Tserendulam guai wore the Urianhai traditional clothes inherited from her mother when giving this interview. The outer robe is called a tsegdeg and the inner robe is called terleg. The hair-piece was sewn by her mother. The most important part of the Urianhai clothes is the edge stitch and there are also many colorful kerchiefs. The Urianhai deel’s sleeves are very loose. During the Kazakh war the Urianhai mothers concealed their babies in their sleeves and were able to escape. The footwear or ‘gosoo’ and the deel were all handmade. The cap or ‘toortsogo’ has been worn with shamlaga. Tserendulam guai called her earrings ‘siik’.


An unmarried woman’s lose hair was rolled up and the rest was put in ‘boodgo’ (name of a hair-piece). When Tserendulam guai was a child, every ‘ail’ had a tovshuur and ih hel (musical instruments). Every guest had to touch it and sing a song before leaving. They played the tovshuur and intoned an epic. Tserendulam guai talked about biyelgee dance and praised her tovshuur,


The tovshuur crafted from the wood called poplar


Made by taking hairs from the chestnut colt’s tail


The tovshuur made by shaving the wood called Siberian Larch


Made by taking hairs from the creamy chestnut


The tovshuur made sparingly from a wood called ‘altsan’


Made by taking hairs from the Lion Garuda


She created these words of praise. The tovshuur is kept respectfully in high places.


Tserendulam guai has participated in the Oirad Erih Höhsü festival. She has the awards of the ‘state leading artistic person’ and the ‘people’s leading gifted person’. She has talked about the bards like Choisüren, Avirmed and Urtnasan. To recite epics means similar like offering incense seeking fortune or luck and it is considered to be like awakening the luck of the family. If the tovshuur is played with dancing biyelgee and there are people sitting, the tovshuur is passed on clockwise to the next person and he plays or dances. If he cannot, he should sing.

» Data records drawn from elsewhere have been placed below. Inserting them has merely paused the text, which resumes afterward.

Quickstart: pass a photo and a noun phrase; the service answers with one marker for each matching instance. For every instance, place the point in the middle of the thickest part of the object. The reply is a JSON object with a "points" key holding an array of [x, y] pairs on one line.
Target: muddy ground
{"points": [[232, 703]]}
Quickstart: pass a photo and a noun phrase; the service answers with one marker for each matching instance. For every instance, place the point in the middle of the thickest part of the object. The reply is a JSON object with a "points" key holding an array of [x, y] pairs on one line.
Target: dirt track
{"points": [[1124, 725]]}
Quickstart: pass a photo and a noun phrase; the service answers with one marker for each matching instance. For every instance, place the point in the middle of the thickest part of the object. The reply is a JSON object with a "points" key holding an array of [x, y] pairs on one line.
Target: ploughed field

Tserendulam guai and her forefathers are Urianhai people from Altai. There used to be seven Urianhai provinces. They are from Ah sum and they have the family name (ovog) Oviyos. Her father married in Inner Mongolia and then moved back to Mongolia. There were such ‘ails’ who had come over the mountains and they used to live in the mountains and rocks. There was a period when the Kazakhs disturbed the Urianhais, the Zahchin and the Torguuds. They were the Osman Kazakhs.


Tserendulam guai’s husband was a League cell darga. Her father-in-law Höhiin Namjil guai was the first deputy elected from Hovd.


Her father’s older brother Sengee loaded his Buddhist relics on two camels and concealed them near the river Tsenher. Religion was prohibited and it was very strict. There were fortunetellers who told the fortune with 41 stones and drawing coins. The people used to visit them secretly in order to know about their future. But the customs of fire worship, consecrating livestock, worshipping the mountains and the ovoos have been preserved. During tsagaan sar the people offered balin (sacrificial offering shaped out of dough) to the ovoos, burnt 13 incenses to Altai, offered livestock sternums, and tied zalam (willow sticks) upon the breast-bone according to the number of the people. Women were prohibited to take part in this ceremony and their husbands couldn’t attend the ceremony if they were party members.